Starting in the latter part of the 19th century, a school of "positivist" legal philosophers led chiefly by Oliver Wendell Holmes prevailed, and today it is accepted as an article of legal faith that judges must rely on written statutes and constitutions, not evanescent concepts of "natural law." Or at least it was accepted until Judge Thomas reopened that old argument.
The problem with "natural law" is that it rests largely on the conscience of the judge, and thus represents the ultimate form of "judicial activism" which conservatives profess to deplore (while often practicing when it suits their purposes.) The consciences of the judges can vary as greatly as the length of the judges' feet; what is morally acceptable to one judge in one age often becomes morally repugnant to another judge in another age.

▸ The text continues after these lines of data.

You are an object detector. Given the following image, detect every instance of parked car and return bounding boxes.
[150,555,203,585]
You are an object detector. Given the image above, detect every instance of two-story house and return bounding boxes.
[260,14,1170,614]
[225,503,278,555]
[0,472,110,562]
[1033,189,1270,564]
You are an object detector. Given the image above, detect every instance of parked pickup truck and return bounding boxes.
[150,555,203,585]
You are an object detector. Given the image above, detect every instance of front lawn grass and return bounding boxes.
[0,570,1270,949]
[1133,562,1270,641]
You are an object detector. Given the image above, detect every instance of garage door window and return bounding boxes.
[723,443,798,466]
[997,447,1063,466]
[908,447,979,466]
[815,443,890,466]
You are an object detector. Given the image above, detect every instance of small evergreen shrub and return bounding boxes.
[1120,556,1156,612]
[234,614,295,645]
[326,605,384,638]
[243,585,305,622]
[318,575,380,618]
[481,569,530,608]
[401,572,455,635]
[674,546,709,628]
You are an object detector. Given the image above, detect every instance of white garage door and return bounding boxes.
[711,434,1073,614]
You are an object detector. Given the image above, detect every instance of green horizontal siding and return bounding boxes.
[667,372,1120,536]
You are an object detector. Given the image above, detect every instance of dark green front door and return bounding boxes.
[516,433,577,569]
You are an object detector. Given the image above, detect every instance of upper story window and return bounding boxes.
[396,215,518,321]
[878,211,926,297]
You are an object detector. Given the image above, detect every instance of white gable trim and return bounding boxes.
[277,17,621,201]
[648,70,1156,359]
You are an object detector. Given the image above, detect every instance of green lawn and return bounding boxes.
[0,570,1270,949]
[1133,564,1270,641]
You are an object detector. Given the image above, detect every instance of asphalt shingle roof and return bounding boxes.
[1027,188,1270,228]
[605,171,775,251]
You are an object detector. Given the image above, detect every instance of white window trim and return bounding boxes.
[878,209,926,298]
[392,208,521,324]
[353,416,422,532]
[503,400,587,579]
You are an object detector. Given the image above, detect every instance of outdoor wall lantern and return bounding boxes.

No issue more sharply drew the distinction between "natural law" and written law than the slavery issue in the 19th century. Justice Joseph Story, one of America's greatest jurists, could write on the one hand that slavery was "repugnant to the great principles of Christian duty, the dictates of natural religion, the obligations of good faith and morality, and the eternal maxims of social justice." Yet when it came time to enforce the fugitive-slave law against his own conscience, the same Justice Story could only lament to a friend, "You know full well that I have ever been opposed to slavery, but I take my standard of duty as a judge from the Constitution." Story was not a "natural ++ law" judge.
But let us put the issue in a modern context. Anti-abortion forces have long maintained that abortion is the 20th century's equivalent of slavery in the 19th century -- in each instance
defenseless human beings are being denied the elemental right to life and liberty. To reach this conclusion, of course, one must accept the premise that a fetus in 1991 is no less a human being than a slave in 1861.
In a much-studied speech, Judge Thomas has implied that he shares this view of "natural law" as applied to the abortion issue. If so, then it follows that his conscience and his view of the law would require him not only to overrule Roe v. Wade, the 1973 abortion-rights decision; it would require him to invalidate any state laws which even permitted abortion.
But suppose another judge did not share the belief that a fetus is a person with the full panoply of rights. Such a judge no doubt would argue that compelling a woman to have a baby that she did not want is no less repugnant than compelling a woman to have an abortion she did not want. So two equally conscientious judges come to opposite conclusions.
"The jurists who believe in natural law," Oliver Wendell Holmes wrote 75 years ago, "seem to me to be in that naive state of mind that accepts what has been familiar and accepted by them and their neighbors as something that must be accepted by all men everywhere."
Carried to its logical extreme, "natural law" makes every judge a law unto himself, and thus becomes a recipe for perpetual anarchy, which of course is the antithesis of law.
Ray Jenkins is the editor of The Evening Sun's editorial pages.